I have never actually watched frenemy Letizia (I say frenemy because she keeps me about 5 pounds overweight with her irresistible cooking) prepare this highly addictive jam, but I suspect that she sneaks some crack into the boiling pot at some point, because there is no other explanation as to why I find myself thinking about this jam as I drive down the highway, waking up during the night to eat it by the spoonful directly from the jar, and hiding it from my loved ones.  The tartness of the persimmons, the bite of citrus, the lingering spiciness.  This is the jam version of the best sex you’ve ever had.  And jam has to be epically good to be compared with sex, in my book.  I especially like it on a crostata (Letizia’s sweet shortbread crust version is perfect for this flavorful preserve), but it also makes a sophisticated Jam Thumbprint for your Christmas cookie plate, or–I may as well admit it—holds its own on butter-spread Saltines.  It’s made a persimmon convert out of the most recalcitrant of hold-outs (myself included).

6 Comments

  1. George |

    While I’m generally with anyone who denigrates fruit (even while extolling the same), I wonder if you know about the non-astringent persimmons which have a firm flesh that does not slime.

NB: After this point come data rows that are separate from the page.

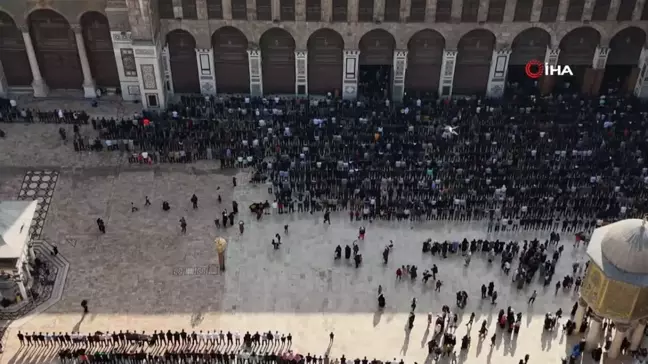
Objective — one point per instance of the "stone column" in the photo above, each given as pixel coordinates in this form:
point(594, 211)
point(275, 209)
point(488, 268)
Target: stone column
point(379, 10)
point(547, 82)
point(251, 7)
point(4, 86)
point(588, 9)
point(598, 66)
point(509, 10)
point(327, 10)
point(406, 9)
point(38, 84)
point(637, 336)
point(457, 7)
point(300, 10)
point(227, 9)
point(447, 72)
point(153, 74)
point(256, 77)
point(593, 338)
point(89, 89)
point(125, 59)
point(350, 74)
point(177, 8)
point(562, 10)
point(301, 73)
point(641, 86)
point(536, 10)
point(276, 9)
point(206, 72)
point(497, 75)
point(615, 347)
point(22, 290)
point(614, 10)
point(166, 69)
point(352, 11)
point(580, 315)
point(638, 10)
point(482, 14)
point(399, 71)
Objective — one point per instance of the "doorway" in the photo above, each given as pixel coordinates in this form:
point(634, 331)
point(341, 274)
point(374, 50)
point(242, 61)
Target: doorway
point(517, 82)
point(375, 81)
point(616, 80)
point(569, 85)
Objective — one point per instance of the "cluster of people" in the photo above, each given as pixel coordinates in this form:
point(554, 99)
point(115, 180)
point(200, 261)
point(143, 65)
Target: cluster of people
point(520, 163)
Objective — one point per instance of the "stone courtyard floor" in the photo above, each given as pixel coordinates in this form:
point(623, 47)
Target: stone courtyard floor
point(143, 274)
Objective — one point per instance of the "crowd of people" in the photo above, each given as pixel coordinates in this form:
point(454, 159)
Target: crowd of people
point(556, 163)
point(523, 163)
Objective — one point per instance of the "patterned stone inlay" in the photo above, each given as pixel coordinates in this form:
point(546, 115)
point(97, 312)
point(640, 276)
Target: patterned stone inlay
point(39, 186)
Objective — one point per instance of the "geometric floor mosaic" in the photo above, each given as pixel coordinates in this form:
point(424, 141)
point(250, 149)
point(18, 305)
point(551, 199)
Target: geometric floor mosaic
point(38, 185)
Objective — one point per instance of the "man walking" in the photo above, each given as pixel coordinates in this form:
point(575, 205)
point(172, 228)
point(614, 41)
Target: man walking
point(183, 225)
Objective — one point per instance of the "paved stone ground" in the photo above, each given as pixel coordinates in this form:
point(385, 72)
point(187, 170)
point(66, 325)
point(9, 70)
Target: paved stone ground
point(128, 274)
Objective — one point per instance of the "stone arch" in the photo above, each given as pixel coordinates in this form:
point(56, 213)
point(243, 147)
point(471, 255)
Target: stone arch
point(325, 61)
point(377, 48)
point(424, 59)
point(475, 52)
point(182, 58)
point(99, 47)
point(56, 49)
point(278, 61)
point(626, 46)
point(530, 44)
point(578, 46)
point(231, 60)
point(13, 54)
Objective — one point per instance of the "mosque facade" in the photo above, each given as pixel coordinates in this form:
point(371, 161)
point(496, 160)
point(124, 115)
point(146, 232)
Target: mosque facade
point(150, 50)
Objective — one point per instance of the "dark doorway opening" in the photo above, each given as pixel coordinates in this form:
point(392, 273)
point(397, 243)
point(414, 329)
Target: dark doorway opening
point(517, 82)
point(375, 81)
point(569, 85)
point(616, 80)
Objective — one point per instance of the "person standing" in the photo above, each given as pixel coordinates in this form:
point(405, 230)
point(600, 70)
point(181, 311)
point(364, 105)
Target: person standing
point(327, 217)
point(183, 225)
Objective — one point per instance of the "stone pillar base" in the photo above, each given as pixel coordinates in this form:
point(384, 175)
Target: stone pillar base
point(89, 90)
point(40, 88)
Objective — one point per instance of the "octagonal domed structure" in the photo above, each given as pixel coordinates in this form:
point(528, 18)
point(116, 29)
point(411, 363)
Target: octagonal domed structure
point(616, 283)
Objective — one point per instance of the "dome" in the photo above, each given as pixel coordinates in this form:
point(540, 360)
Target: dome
point(625, 245)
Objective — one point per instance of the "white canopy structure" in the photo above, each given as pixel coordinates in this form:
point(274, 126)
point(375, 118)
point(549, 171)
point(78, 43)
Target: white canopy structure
point(15, 220)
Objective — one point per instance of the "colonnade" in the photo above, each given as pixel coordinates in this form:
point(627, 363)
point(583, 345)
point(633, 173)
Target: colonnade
point(145, 73)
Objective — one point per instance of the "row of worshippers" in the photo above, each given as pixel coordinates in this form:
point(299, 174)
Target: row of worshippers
point(523, 159)
point(10, 112)
point(256, 340)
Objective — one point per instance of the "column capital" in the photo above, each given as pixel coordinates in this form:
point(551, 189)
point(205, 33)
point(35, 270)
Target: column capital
point(400, 53)
point(76, 28)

I don’t know if they’re available in Umbria, (lack of availability would make this comment completely pointless), but if you could find the non-astringent persimmons, you might enjoy them as fully as you think you should. I don’t have quite as high an opinion of LdC, anymore. I would have agreed with you completely if I’d never seen him after What’s Eating Gilbert Grape?, in which his performance was brilliant.

    • rebecca |

      George, your comments are always so great! I have a very fecund tree in our orchard and, though it makes sense to buy persimmons I might enjoy better, it also seems a waste not to use the ones I have for free 🙁

  2. George |

    What about jamming and jarring and otherwise making your persimmons available for sale, then buying something you’d enjoy with the proceeds? I admire your persistence and determination in finding ways to enjoy something that is otherwise unpalatable!

  3. Giselle Stafford |

    Now I understand why you resisted when I said I’d bring you another jar of jam!